The news today, oh boy

Christmas. First up, Merry Christmas to readers of The Common Ills mirror site. C.I. cross-posted my earlier post today and asked if I would do the same if I did another post. I will.

I will also note that Ruth has written a strong report that went up tonight. I planned to write about Iraq but between C.I. and Ruth today, I really feel like I have so little to add. "Should This Marriage Be Saved?" I can add that link. That's from before I started this site, from the first week in December 2004. C.I. wrote it and it still captures the need for an immediate withdrawal from Iraq. I hope I've linked to that before but I may not have. I am linking to it now. It's important and still timely. And one more thing I can do is help get the word out on a March 20th action put together by numerous groups including A.N.S.W.E.R.


A.N.S.W.E.R.




So I'll focus on some other news. A Detroit plane had someone claiming to be a terrorist. He apparently had fire crackers or something more powerful. Details are still sketchy. The link goes to Politico so you do have the option to listen to it. You can also read this BBC story on the incident. Politico also has the story of John Edwards building homes in El Salvador. You'd think with his cheating and the fact that his wife's cancer is terminal, he'd instated spend his time by her side. But John Edwards is always about finding the PR and trying to make himself look good.
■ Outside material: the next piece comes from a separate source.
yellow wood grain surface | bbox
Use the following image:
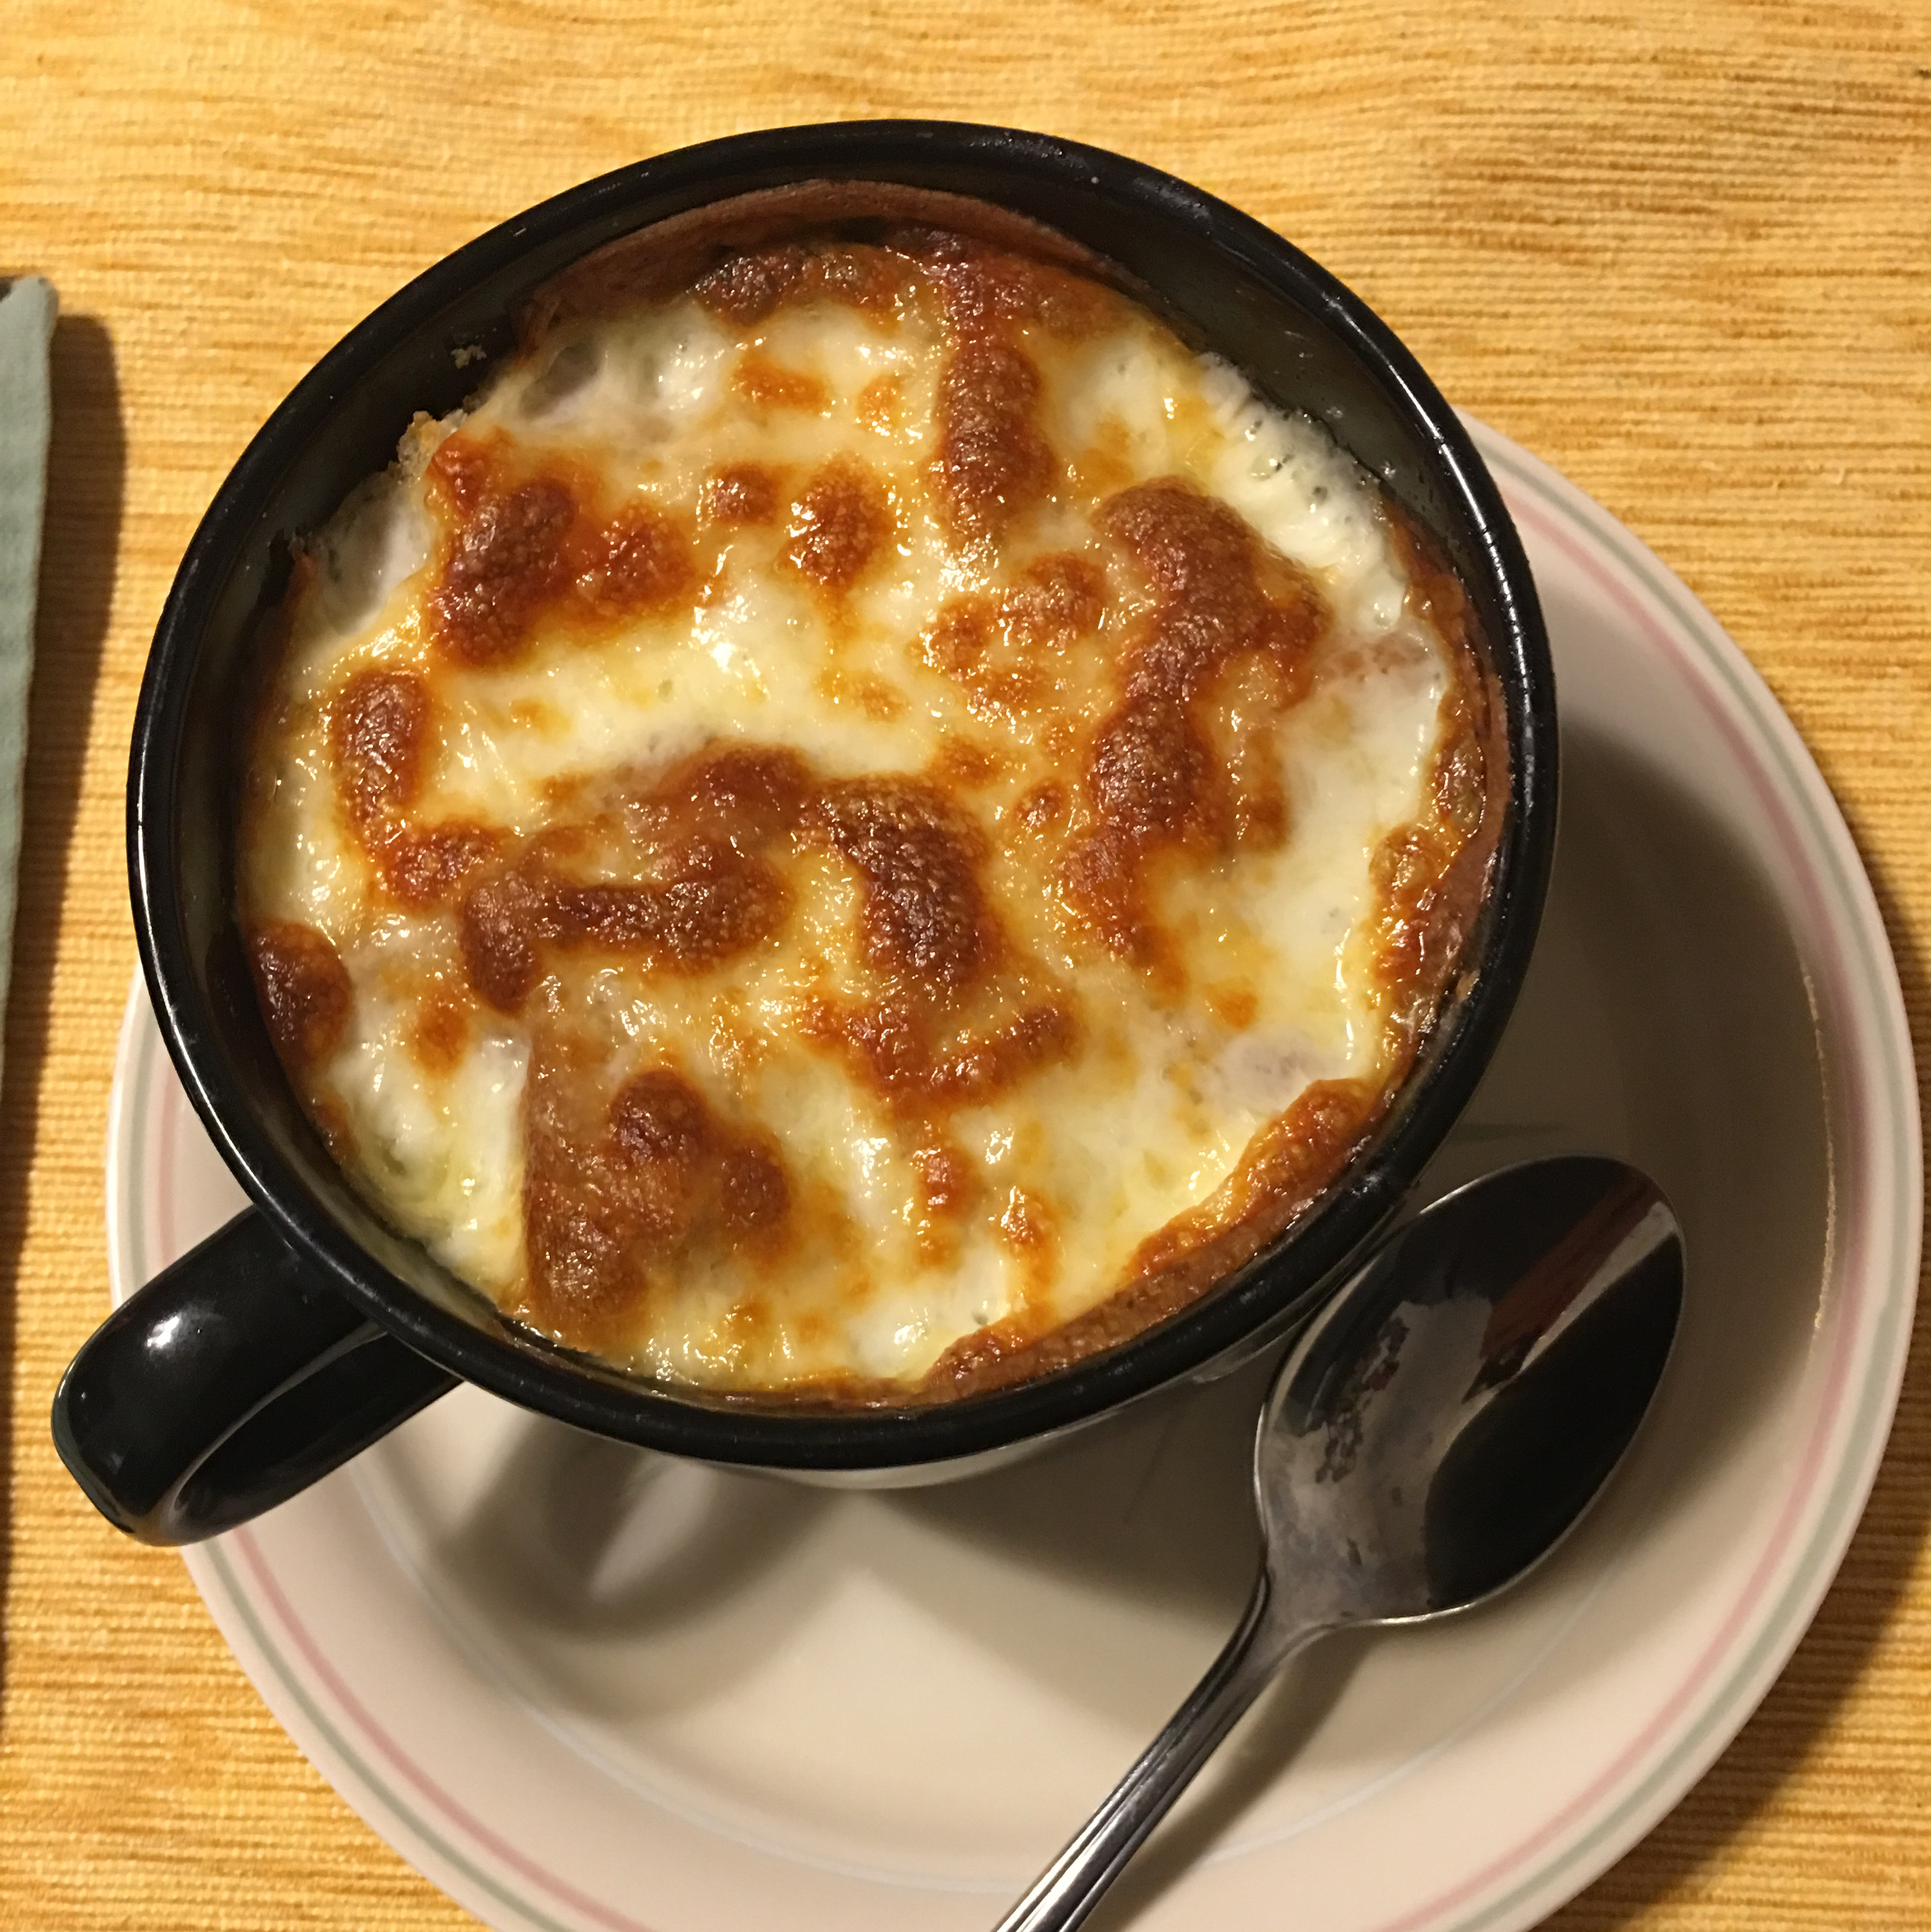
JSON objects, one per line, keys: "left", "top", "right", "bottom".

C.I.'s covered the VA scandal of refusing to pay the GI Bill benefits in a timely manner for months and hit on it again yesterday because there are "thousands" of veterans still waiting on their checks for last semester. For last semester. If you're not getting what a problem this is, listen to this individual story Marisa Schultz (Detroit News) offers in her look at the issue:

Tom Tiefry, an Eastern Michigan University student and U.S. Marine, is among the thousands waiting for his money. Without any income, the Afghanistan war vet has been draining his savings, can't move out of his mom's home in Gibraltar and hopes his beat-up 1994 Chevrolet Camaro can survive the commute during the Michigan winter.
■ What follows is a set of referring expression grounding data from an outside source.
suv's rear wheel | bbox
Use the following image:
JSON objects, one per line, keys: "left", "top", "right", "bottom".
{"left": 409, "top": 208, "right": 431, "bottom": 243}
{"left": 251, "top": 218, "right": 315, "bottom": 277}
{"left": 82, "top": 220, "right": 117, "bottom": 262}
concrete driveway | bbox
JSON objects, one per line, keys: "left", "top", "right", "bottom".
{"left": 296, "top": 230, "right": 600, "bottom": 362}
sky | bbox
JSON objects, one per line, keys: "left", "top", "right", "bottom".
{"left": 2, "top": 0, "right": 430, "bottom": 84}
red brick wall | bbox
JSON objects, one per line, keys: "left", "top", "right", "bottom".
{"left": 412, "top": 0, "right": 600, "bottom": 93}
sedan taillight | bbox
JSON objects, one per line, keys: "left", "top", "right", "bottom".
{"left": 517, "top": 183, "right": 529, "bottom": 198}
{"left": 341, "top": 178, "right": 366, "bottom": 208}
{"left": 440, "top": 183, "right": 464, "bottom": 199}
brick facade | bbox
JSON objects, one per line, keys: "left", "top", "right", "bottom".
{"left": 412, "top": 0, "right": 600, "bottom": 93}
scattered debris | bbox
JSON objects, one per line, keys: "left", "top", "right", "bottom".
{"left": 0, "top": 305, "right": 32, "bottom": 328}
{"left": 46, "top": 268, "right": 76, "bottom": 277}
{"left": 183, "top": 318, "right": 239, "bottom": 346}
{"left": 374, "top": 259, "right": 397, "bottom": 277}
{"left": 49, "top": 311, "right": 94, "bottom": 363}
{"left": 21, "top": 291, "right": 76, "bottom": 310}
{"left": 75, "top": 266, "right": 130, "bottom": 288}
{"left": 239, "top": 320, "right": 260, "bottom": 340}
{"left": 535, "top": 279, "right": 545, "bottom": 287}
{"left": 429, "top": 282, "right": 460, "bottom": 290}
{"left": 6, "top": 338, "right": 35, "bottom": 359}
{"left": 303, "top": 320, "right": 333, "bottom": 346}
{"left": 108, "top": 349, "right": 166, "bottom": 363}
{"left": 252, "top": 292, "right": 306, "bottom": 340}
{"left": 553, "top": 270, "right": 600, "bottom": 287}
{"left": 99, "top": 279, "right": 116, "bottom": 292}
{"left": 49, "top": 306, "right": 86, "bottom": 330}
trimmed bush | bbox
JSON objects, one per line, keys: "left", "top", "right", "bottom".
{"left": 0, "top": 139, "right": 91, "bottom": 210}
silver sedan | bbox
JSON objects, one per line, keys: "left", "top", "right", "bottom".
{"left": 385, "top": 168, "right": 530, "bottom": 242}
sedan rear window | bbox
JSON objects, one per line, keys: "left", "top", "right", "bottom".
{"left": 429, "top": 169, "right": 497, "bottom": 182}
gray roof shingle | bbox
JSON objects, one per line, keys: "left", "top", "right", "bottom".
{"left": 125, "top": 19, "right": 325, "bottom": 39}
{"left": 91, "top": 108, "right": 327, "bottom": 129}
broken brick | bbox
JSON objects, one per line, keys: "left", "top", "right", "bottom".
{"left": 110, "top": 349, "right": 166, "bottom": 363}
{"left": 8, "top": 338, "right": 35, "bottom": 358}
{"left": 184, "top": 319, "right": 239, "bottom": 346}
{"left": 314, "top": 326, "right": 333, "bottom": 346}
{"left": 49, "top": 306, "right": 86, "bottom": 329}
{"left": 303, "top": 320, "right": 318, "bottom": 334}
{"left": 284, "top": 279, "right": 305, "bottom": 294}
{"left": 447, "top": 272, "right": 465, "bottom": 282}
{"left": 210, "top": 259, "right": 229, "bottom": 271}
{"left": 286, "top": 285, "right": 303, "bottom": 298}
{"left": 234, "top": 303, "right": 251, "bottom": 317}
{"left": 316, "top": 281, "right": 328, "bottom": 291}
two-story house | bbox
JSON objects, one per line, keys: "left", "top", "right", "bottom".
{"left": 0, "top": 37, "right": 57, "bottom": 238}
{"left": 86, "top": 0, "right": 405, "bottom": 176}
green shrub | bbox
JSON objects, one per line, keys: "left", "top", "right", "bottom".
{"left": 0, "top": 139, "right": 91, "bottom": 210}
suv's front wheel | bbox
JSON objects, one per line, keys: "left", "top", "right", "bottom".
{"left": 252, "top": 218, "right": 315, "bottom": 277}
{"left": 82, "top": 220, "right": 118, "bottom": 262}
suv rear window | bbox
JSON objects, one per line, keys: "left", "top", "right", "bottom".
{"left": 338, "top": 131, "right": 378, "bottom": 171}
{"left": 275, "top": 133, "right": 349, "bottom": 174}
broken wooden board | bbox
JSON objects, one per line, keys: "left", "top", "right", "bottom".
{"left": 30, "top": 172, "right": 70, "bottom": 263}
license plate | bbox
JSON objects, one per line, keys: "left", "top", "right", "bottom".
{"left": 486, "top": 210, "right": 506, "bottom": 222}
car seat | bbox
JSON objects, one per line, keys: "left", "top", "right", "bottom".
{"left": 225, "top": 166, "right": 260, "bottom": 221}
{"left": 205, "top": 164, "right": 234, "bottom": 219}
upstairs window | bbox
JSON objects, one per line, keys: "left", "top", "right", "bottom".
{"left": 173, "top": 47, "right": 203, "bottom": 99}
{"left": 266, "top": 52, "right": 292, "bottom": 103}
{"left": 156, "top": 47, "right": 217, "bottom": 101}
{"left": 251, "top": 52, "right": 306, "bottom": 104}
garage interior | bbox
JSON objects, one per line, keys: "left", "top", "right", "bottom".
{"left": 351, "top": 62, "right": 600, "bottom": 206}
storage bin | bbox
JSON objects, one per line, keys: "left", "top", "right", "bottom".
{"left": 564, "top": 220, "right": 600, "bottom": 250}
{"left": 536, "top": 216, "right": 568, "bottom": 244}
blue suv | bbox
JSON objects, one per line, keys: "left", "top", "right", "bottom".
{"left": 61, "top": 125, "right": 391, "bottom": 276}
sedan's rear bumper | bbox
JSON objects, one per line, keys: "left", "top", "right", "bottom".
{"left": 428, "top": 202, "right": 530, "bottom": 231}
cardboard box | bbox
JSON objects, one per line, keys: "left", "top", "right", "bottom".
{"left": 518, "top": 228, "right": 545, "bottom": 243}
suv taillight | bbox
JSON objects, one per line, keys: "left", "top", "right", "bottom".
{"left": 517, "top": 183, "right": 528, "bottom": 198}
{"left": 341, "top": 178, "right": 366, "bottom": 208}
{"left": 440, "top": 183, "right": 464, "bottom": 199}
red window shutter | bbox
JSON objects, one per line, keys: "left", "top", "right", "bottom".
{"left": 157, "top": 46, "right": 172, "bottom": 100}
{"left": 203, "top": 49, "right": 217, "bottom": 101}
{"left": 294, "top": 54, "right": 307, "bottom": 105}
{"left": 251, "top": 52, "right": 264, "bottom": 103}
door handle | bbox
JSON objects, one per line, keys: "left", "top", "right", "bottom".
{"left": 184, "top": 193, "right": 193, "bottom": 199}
"It's very frustrating," said Tiefry, 23.

He made a commitment to his country for four years of service and views the delay in his GI Bill funds as the government not honoring its commitment to him.

"My word was good," Tiefry said. "But it wasn't a given that their's was. It never crossed my mind that this sort of thing could happen."

You might also try realizing that some of these veterans have children. That some of these veterans are the sole provider for their children. And today is Christmas. And their benefit checks that should have arrived August 1st never did. While they try to pull together a Christmas for their kids.